The glitchy textures cut through the mix like broken glass while that blown-out bassline does serious work underneath. There’s real grit here, the kind that rattles your chest when the volume’s up.
The two-step beat keeps things moving, but twigs and her production team (Oli XL, Mechatok, Manni Dee among them) have deliberately fractured the arrangement. Nothing sits quite where you’d expect.
The bass distorts beautifully, giving the track a satisfying heaviness that feels almost industrial at points.
Jordan Hemingway’s music video matches the sonic chaos perfectly. Twigs tears through neon-lit streets on a motorbike, confronting her doppelganger in choreography that blurs fighting with something more intimate.
The whole thing glitches out before any real resolution, which feels intentional because the track does the exact same thing.
Here’s where it gets frustrating though: the song builds brilliantly but stops short of the payoff you’re craving. You keep waiting for that final chorus, one more escalation to push it over the edge.
Instead it ends right when things should explode. The structure works on its own terms, but you’re left wanting more. Specifically, that climactic moment it teases but never delivers.
Still, as a preview of what Afterglow offers, it’s effective.
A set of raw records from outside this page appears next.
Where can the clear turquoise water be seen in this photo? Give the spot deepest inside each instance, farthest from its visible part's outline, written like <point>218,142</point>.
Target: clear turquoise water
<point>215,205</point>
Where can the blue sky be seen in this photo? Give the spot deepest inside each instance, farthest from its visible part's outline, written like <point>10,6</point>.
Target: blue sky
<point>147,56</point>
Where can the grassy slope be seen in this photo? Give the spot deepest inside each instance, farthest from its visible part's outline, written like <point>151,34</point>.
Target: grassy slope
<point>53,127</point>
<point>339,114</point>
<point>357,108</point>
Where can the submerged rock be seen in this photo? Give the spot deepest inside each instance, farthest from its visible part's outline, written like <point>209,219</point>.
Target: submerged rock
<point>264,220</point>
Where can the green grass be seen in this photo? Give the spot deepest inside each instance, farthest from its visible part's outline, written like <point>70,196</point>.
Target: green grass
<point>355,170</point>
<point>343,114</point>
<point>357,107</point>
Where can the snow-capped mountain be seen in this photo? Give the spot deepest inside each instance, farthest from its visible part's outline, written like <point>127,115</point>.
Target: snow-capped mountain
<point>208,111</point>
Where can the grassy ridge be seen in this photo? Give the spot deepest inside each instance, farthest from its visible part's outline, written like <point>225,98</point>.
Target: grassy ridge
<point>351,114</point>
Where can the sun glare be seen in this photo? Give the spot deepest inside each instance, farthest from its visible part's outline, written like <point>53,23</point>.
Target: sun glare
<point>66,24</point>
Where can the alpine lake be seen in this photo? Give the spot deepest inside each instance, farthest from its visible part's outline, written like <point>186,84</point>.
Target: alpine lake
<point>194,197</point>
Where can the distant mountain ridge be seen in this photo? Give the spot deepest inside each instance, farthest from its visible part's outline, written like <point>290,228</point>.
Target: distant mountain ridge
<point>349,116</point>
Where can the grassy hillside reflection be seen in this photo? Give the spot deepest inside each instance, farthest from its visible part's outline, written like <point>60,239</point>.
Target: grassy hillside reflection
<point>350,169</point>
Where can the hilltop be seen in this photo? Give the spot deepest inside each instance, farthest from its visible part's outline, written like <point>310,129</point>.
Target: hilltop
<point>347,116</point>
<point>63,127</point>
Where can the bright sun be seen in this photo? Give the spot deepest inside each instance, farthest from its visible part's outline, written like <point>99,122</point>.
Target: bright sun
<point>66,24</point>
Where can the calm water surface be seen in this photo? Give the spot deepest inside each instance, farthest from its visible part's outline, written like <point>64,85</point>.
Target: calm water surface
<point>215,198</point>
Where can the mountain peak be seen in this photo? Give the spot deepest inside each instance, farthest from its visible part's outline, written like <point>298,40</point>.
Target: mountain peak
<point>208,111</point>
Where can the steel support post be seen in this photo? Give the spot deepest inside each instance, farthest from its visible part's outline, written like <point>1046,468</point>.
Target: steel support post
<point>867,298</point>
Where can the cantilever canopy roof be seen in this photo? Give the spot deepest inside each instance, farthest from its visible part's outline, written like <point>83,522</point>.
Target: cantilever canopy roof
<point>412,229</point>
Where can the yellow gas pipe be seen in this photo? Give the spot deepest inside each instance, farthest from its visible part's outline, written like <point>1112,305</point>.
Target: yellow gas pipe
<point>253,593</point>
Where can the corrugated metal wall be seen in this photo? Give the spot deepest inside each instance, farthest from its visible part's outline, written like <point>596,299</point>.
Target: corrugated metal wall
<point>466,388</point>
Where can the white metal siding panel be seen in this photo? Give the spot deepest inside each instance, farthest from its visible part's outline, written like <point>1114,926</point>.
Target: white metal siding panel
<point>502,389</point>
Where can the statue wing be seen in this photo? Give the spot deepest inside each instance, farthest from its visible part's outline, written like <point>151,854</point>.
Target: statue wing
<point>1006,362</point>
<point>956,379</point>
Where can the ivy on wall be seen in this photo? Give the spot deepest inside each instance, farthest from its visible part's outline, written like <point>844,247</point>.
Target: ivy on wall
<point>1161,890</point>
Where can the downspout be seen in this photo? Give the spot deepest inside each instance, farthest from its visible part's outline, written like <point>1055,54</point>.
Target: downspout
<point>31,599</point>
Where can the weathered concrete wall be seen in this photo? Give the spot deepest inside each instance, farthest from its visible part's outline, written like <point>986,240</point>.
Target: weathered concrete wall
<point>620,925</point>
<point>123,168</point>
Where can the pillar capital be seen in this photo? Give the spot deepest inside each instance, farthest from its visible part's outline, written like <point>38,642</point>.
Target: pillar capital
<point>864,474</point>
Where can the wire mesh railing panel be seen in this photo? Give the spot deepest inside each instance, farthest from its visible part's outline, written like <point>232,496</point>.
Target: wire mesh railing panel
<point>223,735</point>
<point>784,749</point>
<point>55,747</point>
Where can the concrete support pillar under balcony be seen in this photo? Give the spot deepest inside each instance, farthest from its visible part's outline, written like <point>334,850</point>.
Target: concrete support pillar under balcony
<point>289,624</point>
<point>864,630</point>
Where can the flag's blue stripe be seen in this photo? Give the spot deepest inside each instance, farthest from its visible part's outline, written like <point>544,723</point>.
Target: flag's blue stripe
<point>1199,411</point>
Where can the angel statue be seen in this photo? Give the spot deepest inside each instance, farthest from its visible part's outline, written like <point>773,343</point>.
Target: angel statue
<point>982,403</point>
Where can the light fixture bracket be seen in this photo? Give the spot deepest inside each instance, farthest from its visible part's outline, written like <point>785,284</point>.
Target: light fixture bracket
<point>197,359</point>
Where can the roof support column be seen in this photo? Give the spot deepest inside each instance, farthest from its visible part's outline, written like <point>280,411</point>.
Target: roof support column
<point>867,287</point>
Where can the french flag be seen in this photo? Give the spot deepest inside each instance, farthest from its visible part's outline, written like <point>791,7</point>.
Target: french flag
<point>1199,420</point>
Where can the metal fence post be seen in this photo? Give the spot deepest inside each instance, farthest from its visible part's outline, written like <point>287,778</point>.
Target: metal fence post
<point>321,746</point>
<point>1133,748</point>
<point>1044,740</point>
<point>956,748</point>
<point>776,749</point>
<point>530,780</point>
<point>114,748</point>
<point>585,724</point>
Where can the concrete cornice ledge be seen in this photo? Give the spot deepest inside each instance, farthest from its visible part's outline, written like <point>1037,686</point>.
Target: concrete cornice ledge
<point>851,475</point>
Where EUSEXUA was all about the euphoric rush of the dancefloor, this follow-up explores the comedown, that restless energy when the lights come up and you’re still buzzing.
“Predictable Girl” nails that feeling of being stuck between the high and reality. It’s immediate and fun, but the deliberate lack of resolution keeps you suspended in the afters, wanting the night to continue.
Afterglow’s shaping up to be a solid companion to the earlier record, and if the rest matches this energy, we’re in for something special.